Zakopiańska karczma Żabi Dwór przy drodze do Doliny Strążyskiej bywa rekomendowana ze względu na wystrój. Jej właściciel Jakub Krüger jest miłośnikiem antyków. W domu handlowym Granit otworzył jeden z największych w Polsce antykwariatów – na 450 m kw. można znaleźć meble, zegary, porcelanę, biżuterię. Patronem galerii jest spoglądający z obrazu św. Mikołaj.

Zainteresowanie dziełami sztuki przejął od ojca, który zostawił po sobie niewielką kolekcję antyków. Jakub Krüger krok po kroku powiększał ten zbiór. Przez 25 lat prowadził też zakład zegarmistrzowski – część stworzonych przez niego mechanizmów i zegarów wciąż wisi na ścianach Żabiego Dworu i antykwariatu.
Z Poznania do Warszawy

O historii w rodzinie mówiło się zawsze.
– Przodkowie pochodzili z Bawarii, skąd w XVIII w. wyemigrowali do Polski. Byli katolikami, więc szybko się spolszczyli. Dziadek był powstańcem wielkopolskim – wyjaśnia Jakub Krüger.
Jego ojciec Henryk wywodził się z bogatej poznańskiej rodziny kupieckiej. Tuż po wybuchu II wojny światowej musiał opuścić rodzinne miasto. Wraz z bliskimi przeniósł się do Warszawy. Od początku okupacji pomagał żydowskiej rodzinie inż. Bruhla. Latem 1942 r., gdy rozpoczęła wielka akcja likwidacyjna getta warszawskiego, szmuglował za mur żywność i – m.in. przebierając się za Niemca – pomógł kilku osobom wydostać się na aryjską stronę. 21 października 1987 r. został odznaczony tytułem Sprawiedliwego wśród Narodów Świata. Ocalona dzięki niemu Minna Aspler, która wyemigrowała do Kanady, do końca życia utrzymywała kontakty z rodziną Krügerów.
Także karczma Żabi Dwór ma swoją historię.
Marszałek w Żabim Dworze

Przed II wojną światową właścicielem domu, w którym mieści się karczma, był rotmistrz Edwin Wagner.

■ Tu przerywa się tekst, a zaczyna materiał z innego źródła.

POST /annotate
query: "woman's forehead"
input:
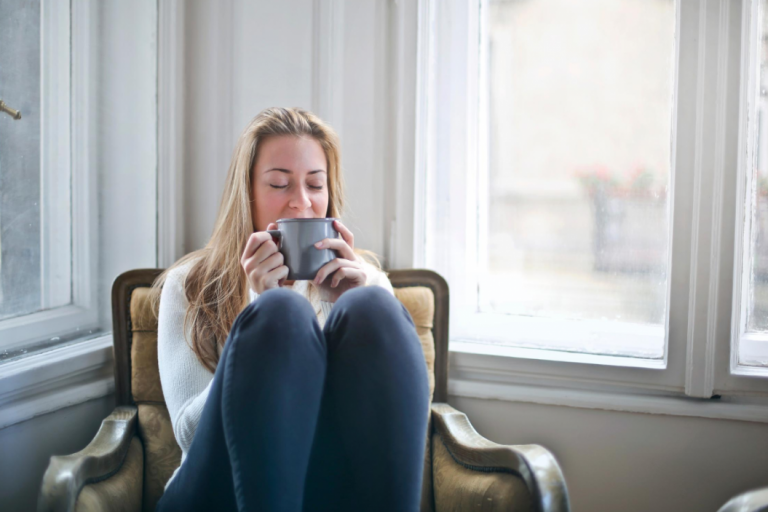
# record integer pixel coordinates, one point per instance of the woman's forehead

Kiedyś gościł Józefa Piłsudskiego i to właśnie naczelnikowi budynek zawdzięcza nazwę.
– Dookoła były bagna, po których nie ma już śladu, a żyjące w nich żaby wciąż rechotały. Wtedy Józef Piłsudski miał podsunąć tę nazwę – wyjaśnia obecny właściciel Żabiego Dworu.
Ile w tej historii prawdy, a ile legendy? Marszałek często bywał w Zakopanem. Konspirował, wypoczywał, wędrował po górach. Pierwszy raz przyjechał tu w sierpniu 1901 r., szukając miejsca, gdzie mógłby podreperować zdrowie nadwyrężone pobytem w warszawskiej Cytadeli. Przez kolejnych 21 lat odwiedził wiele zakopiańskich adresów – wśród nich mógł być i dom przy drodze do Doliny Strążyskiej.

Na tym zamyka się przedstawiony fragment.